One of the windfalls of my tooling around is discovering "grime" music, as UK rap is now called. I'd heard two of the prominent artists, Dizzee Rascal and The Streets, who have tried to make a crossover into the US market in the past, and I wasn't impressed. What I found out, though is that beyond these two (who I'm still not fond of) there are a number of artists I really enjoy. I particularly like Lady Sovereign (Shh! is my favorite song, if you can find it).

For years, the UK music scene has been a bit of a puzzle to me. It is simultaneously hugely innovative and monstrously self-destroying. I could never figure out why genres were so mercilessly rejected only a few years after their invention. Try to talk to a UK music geek about Jungle, for instance, and watch out!

And then I heard this anecdote: Grime, for a number of years, was a genre without a name. There was a substratum of Garage music (even as it evolved into 2-step) which, although it shared influences, had an increasing antagonism with the culture of expensive clubs and elite DJs. A number of names were tried, from the idiotic ("Urban") to the bizzare ("Eskimo Beat"), but nothing really stuck. Then, in an offhand comment to an interviewer, on of the two top-paid DJs said that he didn't play "none of that grimey Garage." And the name was there.

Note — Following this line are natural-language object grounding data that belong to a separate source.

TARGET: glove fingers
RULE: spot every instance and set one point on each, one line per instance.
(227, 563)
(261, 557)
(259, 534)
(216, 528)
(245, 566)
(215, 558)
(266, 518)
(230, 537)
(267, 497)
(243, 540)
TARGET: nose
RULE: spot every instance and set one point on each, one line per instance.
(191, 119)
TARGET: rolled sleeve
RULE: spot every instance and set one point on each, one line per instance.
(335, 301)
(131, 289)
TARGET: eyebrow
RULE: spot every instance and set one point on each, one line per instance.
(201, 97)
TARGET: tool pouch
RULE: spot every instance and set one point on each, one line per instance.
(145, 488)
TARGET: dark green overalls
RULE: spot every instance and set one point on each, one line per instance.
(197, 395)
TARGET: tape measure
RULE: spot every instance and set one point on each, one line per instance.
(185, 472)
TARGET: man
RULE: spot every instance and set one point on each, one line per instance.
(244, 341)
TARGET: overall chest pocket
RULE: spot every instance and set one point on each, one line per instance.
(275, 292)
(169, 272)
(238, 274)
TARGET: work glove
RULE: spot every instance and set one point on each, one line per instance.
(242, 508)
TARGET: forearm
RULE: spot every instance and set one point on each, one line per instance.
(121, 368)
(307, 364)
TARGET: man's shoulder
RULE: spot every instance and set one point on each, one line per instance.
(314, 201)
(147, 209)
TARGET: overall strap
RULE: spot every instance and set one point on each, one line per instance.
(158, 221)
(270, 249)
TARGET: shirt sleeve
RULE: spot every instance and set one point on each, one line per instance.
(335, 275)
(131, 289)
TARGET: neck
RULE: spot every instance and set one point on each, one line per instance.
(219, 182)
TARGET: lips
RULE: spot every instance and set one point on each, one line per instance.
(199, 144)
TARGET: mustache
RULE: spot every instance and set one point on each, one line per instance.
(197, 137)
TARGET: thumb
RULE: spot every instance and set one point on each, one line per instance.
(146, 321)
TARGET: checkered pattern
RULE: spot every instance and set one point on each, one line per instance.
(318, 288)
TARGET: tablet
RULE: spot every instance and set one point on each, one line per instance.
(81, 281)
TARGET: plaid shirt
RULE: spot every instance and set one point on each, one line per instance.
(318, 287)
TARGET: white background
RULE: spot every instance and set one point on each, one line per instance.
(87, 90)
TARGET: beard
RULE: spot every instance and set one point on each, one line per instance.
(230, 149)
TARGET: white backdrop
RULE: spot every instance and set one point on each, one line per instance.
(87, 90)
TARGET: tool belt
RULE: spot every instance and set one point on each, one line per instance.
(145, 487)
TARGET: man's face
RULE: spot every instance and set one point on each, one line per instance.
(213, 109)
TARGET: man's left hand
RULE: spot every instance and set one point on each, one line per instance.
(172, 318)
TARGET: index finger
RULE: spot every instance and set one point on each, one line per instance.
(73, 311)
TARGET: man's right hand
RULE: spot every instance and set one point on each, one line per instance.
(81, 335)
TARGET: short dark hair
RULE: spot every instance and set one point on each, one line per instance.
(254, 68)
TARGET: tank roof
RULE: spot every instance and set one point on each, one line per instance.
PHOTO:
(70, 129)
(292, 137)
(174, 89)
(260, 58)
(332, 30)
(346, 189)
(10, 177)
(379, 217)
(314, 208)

And that's what I like about Grime. It opposes the snobbery of the British music scene. And there, too, is the answer to my puzzle. Why does it become neccessary to continually purge musical tastes to the extreme of generating a "new genre"? When the hoi poloi start to come on board -- abandon ship. Exodus to the new style. This is simultaneously a winnowing away of musical substance, and also a spur to innovation.

I must not underestimate the power of snobbery, or the wonderful violence of the reaction against it. Because this is also a spur to innovation -- smash the snobs! Grime kills them with sound.